The Gamma function, denoted as \(\Gamma(x)\), plays a crucial role in various areas of mathematics, including integrals and kinetic theory.
It extends the concept of factorial (\(n!\)) to non-integer values.\

• For positive integers, \(\Gamma(n) = (n-1)!\).
• The Gamma function is defined as \(\Gamma(z) = \int_{0}^{\infty} t^{z-1} e^{-t} d t.\)
  One key identity involving the Gamma function and relevant to our context is \(\int_{0}^{\infty} x^{n} e^{-x^{2}} d x = \frac{1}{2} \Gamma\left(\frac{n+1}{2}\right).\)
  In our solution, this identity allowed the integral to be written in terms of the Gamma function. This simplification is significant because it lets us express complex integrals in a more tractable form.
  Knowing how to use the Gamma function and its properties is essential for solving higher-order integrals and other advanced topics in mathematics.
  

Higher-Order Integrals

Higher-order integrals refer to integrals involving functions raised to higher powers or involving products of several functions.
These integrals are more complex than basic integrals, often requiring special techniques or additional knowledge to solve.
In kinetic theory, you often encounter integrals of the form \(I =\int_{0}^{\infty} t^{n} e^{-a t^{2}} d t\), especially for even values of \(n\) (i.e., \(n=2m\)).
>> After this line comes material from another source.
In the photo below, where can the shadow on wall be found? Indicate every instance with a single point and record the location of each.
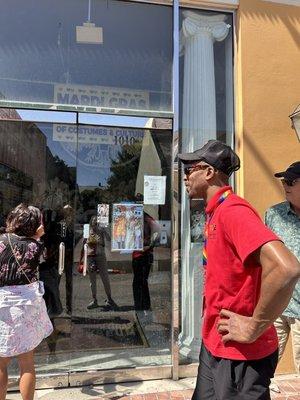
(275, 13)
(260, 159)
• Identifying patterns or specific transformations, like substitutions, can simplify the process.
• In our example, we substitute and simplify the integral to reach a form involving the Gamma function.
  For even \(n\), the integral \(I = \frac{1}{2 a^{m+1}} \Gamma(m + \frac{1}{2})\) gives an elegant result.
  Expressing the solution using known formulas and identities, such as those involving the Gamma function, is a crucial step in solving higher-order integrals.
  This methodical approach aids students in tackling more challenging integrals, emphasizing the importance of understanding and utilizing advanced mathematical concepts.